Carter, Hussein recover warmth in US-Jordan relations

King Hussein of Jordan and President Carter, ending their two days of official talks June 18, both appear to feel that their present disagreements on means to achieve Middle East peace have not blocked the way to achieve that peace.

"We do agree completely on the ultimate goal," President Carter told newsmen wednesday after the talks ended, "that is, the solution of the Palestinian question in all its aspects, the right of the Palestinians to self-dtermination of their own future, to the security of Israel and a comprehensive and just peace for the region."

In the talks, toasts, and speeches June 17 -- which included courteous but sharp exchanges between the King and US congressmen who questioned why he would not join the Camp David "peace process" -- he and Mr. Carter each, on different occasions, used the phrase "the rights of the Palestinians" to describe the central problem in a Middle East settlement.

None of this, nor any of the ceremony and glitter of the White House reception and state dinner for the King, were new departures in Jordanian-US relations. But they added up to a largely successful effort to recover the warmth of the old Hussein-US relationship and to have what President Carter called "a good discussion . . . much better than would have been expected."

While the discussion continued, there were loud offstage noises of discord in order areas of US-Arab, US-Israeli, and Arab-Israeli relations here. All were directly or indirectly related to the central questions, discussed by the King and President, of the occupied Jordan West Bank and Gaza and the future of the regions and their peoples in a peace settlement.

* A move to cut Israel's next annual aallocation of US aid by $150 million unless it halts new Jewish settlements in occupied Arab territory was defeated 85-to-7 in the Senate. The move has long been urged by Arab-American groups and other critics of the Israeli policy.

Frank Church (D) of Idaho, chairman of the Senate Foreign Relations Committee , said such a move would amount to "coercing" Israel.

* Senator Church and Sen. Richard Stone (D) of Florida, chairman of the Middle East subcommittee, have both raised energetic objections to a new request by Saudi Arabia, a close ally of Jordan, for extra missiles, fuel tanks, bomb racks, and other equipment for the F-15 fighters the US agreed to sell to the Saudis two years ago. Delivery of the F-15s has not yet begun.

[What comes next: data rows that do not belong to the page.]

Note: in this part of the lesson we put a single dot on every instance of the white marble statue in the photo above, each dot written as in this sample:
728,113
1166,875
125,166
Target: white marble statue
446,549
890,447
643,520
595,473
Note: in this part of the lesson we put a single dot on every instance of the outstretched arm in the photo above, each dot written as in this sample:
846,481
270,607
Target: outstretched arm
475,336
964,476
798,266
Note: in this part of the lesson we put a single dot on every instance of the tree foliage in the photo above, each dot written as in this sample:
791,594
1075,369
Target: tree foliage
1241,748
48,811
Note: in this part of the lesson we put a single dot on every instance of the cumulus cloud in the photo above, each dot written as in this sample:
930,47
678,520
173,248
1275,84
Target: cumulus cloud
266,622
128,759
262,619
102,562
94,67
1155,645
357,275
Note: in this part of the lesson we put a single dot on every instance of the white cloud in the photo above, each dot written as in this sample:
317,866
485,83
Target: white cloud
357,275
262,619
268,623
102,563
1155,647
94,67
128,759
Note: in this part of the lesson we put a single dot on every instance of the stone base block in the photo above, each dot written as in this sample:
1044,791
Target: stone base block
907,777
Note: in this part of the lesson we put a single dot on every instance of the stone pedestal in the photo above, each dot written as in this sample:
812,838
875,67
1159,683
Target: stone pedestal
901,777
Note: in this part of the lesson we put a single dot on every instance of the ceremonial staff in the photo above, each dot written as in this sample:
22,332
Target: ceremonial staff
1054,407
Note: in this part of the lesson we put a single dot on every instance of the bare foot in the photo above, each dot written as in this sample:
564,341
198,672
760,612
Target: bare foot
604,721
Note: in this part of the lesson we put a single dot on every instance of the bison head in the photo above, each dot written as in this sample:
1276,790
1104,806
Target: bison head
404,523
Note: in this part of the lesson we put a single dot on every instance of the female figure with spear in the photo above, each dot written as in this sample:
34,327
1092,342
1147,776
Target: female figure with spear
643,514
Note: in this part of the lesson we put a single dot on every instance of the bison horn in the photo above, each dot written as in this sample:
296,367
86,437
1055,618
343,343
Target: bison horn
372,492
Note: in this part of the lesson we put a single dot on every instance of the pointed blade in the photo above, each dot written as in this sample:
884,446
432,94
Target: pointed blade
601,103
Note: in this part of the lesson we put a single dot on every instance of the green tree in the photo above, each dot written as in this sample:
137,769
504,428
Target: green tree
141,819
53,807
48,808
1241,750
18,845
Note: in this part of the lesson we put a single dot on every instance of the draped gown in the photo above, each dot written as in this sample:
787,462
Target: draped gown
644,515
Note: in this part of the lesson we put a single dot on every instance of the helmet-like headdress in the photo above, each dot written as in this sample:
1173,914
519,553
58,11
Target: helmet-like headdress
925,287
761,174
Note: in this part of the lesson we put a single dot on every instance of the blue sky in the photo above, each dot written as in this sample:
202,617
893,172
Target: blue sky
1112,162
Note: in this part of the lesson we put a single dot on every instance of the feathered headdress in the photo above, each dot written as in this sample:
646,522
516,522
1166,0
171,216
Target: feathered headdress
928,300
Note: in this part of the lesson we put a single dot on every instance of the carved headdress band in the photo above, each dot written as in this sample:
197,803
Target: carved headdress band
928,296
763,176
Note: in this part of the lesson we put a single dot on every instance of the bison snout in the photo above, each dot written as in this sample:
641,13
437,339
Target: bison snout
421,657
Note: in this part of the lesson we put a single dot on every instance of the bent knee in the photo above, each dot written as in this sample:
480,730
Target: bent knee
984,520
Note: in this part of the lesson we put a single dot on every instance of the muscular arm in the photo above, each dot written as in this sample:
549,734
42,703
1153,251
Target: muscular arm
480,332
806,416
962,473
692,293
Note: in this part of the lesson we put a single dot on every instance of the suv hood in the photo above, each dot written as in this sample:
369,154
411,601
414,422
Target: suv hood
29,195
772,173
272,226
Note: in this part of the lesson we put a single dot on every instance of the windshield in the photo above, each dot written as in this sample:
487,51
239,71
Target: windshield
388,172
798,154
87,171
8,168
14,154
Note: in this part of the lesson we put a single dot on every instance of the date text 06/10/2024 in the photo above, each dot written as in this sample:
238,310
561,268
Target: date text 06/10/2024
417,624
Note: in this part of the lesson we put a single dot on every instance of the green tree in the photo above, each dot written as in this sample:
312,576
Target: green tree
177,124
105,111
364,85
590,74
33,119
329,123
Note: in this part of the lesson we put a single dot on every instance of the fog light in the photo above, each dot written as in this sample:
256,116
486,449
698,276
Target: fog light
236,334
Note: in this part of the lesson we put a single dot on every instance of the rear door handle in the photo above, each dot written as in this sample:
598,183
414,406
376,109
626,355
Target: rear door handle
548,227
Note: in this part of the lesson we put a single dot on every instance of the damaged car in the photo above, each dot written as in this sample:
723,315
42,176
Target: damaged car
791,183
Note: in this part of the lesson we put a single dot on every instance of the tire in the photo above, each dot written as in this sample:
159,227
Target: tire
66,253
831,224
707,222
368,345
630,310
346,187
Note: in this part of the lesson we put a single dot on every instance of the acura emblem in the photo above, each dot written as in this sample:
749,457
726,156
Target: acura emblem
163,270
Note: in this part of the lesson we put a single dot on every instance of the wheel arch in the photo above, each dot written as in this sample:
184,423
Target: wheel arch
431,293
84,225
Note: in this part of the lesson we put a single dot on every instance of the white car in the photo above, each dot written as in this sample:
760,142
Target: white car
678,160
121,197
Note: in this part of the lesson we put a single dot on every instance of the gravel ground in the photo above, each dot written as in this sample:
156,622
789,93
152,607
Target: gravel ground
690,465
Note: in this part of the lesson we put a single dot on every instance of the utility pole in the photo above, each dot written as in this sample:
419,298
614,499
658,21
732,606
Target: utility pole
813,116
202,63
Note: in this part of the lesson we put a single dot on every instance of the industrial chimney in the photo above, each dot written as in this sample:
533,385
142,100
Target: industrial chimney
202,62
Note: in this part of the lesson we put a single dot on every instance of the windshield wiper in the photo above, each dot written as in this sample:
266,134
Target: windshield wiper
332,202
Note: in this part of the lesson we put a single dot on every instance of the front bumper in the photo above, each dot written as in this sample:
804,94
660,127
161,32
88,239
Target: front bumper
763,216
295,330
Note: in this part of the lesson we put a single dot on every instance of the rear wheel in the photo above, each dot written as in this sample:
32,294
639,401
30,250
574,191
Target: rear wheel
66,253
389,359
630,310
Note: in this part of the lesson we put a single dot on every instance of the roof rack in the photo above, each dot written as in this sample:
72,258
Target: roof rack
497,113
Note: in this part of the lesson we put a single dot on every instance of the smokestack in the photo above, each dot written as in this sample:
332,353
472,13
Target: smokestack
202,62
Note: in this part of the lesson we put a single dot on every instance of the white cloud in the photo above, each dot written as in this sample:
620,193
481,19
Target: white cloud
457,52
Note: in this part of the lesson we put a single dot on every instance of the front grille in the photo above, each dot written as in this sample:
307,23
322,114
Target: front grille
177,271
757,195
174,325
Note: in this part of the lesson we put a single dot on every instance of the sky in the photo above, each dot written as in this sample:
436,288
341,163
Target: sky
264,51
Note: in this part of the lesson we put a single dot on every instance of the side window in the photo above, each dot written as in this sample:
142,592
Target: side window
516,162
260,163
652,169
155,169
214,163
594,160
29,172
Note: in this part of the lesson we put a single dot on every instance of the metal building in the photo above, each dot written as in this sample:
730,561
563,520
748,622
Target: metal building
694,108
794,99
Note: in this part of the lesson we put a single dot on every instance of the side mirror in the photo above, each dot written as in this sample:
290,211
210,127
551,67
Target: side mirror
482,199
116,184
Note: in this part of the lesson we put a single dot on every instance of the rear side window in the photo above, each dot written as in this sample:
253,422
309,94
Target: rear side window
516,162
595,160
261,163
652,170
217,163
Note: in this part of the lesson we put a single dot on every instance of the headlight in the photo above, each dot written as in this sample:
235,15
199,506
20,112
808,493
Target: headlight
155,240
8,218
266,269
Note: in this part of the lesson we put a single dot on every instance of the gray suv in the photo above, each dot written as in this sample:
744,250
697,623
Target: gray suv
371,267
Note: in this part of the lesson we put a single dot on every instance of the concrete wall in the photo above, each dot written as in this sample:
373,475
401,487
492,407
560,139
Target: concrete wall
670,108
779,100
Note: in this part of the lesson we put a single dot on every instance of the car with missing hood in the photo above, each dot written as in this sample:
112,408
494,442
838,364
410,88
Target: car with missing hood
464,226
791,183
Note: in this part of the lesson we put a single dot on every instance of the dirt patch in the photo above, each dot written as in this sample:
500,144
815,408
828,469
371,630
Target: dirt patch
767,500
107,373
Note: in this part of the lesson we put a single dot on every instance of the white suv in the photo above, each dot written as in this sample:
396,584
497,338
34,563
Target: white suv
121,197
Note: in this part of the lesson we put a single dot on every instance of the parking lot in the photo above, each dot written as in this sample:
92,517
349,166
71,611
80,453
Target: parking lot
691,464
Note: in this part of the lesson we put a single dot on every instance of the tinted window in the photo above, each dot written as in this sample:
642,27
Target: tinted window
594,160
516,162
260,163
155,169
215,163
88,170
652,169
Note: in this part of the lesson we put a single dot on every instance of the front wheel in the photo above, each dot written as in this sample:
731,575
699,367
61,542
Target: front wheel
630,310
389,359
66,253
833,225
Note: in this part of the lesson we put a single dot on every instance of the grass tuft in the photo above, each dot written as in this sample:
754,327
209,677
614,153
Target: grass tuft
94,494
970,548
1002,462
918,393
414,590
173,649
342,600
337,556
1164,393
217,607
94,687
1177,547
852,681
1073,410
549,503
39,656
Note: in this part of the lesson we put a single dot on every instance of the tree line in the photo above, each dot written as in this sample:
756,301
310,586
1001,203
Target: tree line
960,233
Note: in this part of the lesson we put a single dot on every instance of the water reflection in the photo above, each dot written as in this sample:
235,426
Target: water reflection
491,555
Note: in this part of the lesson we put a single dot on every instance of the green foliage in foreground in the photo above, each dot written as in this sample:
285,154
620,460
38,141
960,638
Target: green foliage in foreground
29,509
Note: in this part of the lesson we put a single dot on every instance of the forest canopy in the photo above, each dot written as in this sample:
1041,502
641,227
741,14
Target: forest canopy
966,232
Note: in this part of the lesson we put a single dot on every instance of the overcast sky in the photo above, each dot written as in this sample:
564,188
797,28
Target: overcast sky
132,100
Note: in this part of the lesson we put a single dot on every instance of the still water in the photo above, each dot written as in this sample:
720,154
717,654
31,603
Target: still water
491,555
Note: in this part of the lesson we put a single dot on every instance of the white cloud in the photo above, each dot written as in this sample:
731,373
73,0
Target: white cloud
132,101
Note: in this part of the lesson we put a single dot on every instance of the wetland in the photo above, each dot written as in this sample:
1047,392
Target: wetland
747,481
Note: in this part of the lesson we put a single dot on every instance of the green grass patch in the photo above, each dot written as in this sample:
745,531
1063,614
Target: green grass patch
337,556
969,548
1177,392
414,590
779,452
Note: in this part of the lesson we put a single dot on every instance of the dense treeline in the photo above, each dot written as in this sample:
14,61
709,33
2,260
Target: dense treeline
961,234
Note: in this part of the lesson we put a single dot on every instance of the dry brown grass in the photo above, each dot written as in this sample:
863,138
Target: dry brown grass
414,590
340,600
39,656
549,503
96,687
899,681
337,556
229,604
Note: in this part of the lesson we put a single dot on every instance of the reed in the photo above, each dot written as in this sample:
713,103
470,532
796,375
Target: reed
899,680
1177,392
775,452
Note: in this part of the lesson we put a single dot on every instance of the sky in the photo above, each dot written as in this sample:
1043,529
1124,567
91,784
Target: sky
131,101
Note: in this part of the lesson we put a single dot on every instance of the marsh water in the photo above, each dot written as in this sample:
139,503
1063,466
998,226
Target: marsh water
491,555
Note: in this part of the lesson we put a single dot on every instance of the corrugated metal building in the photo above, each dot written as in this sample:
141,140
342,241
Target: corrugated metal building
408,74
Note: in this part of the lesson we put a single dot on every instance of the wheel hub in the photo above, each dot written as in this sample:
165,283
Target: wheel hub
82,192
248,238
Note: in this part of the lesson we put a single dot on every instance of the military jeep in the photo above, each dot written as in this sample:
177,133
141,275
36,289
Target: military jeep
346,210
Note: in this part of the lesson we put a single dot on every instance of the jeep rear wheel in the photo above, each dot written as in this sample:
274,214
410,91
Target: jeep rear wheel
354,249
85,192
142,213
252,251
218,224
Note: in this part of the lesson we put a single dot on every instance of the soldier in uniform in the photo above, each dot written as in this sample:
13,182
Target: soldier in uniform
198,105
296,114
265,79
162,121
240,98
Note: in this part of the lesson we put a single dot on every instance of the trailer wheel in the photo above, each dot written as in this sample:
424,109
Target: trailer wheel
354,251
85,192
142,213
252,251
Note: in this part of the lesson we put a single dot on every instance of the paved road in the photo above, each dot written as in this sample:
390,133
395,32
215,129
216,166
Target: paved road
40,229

Israeli Ambassador Ephraim Evron sparked his country's drive against the new deal, which Saudi Defense Minister Prince Sultan has indicated he wants to complete before the US presidential election in November. The ambassador telephoned the US State Department to protest that Israel could be the only possible target of the F-15s, whose range and firepower would be enhanced by the new equipment.

Israel's supporters have similarly (and often successfully) sought to limit the potency of weapons delivered to Jordan, such as fire-control and night-vision equipment on the US M-60A main battle tanks sold to Jordan in the past. King Hussein is interested in buying more, although the restrictions and delivery delays imposed earlier caused him last year order British Chieftain tanks intead.

* Closely linked with questions of Jewish settlements and ultimate future of the West Bank, raised by King Hussein here, is the region's water resources. The United States has pledged partial support for the proposed $1 billion Maqarin Dam, which Jordan wants to build on the Yarmouk river by 1982. The project would transform Jordan's arid northern regions into a huge fruit and vegetable garden. The dam also would complete irrigation of the fertile Jordan Valley, which US funds have supported since before Israel took the West Bank in the 1967 Arab-Israeli war.

Israel has riased no formal public objection to the Maqarin Dam. It has, however, indicated that its own growing water needs make it desirable to have a share in the waters the dam makes available.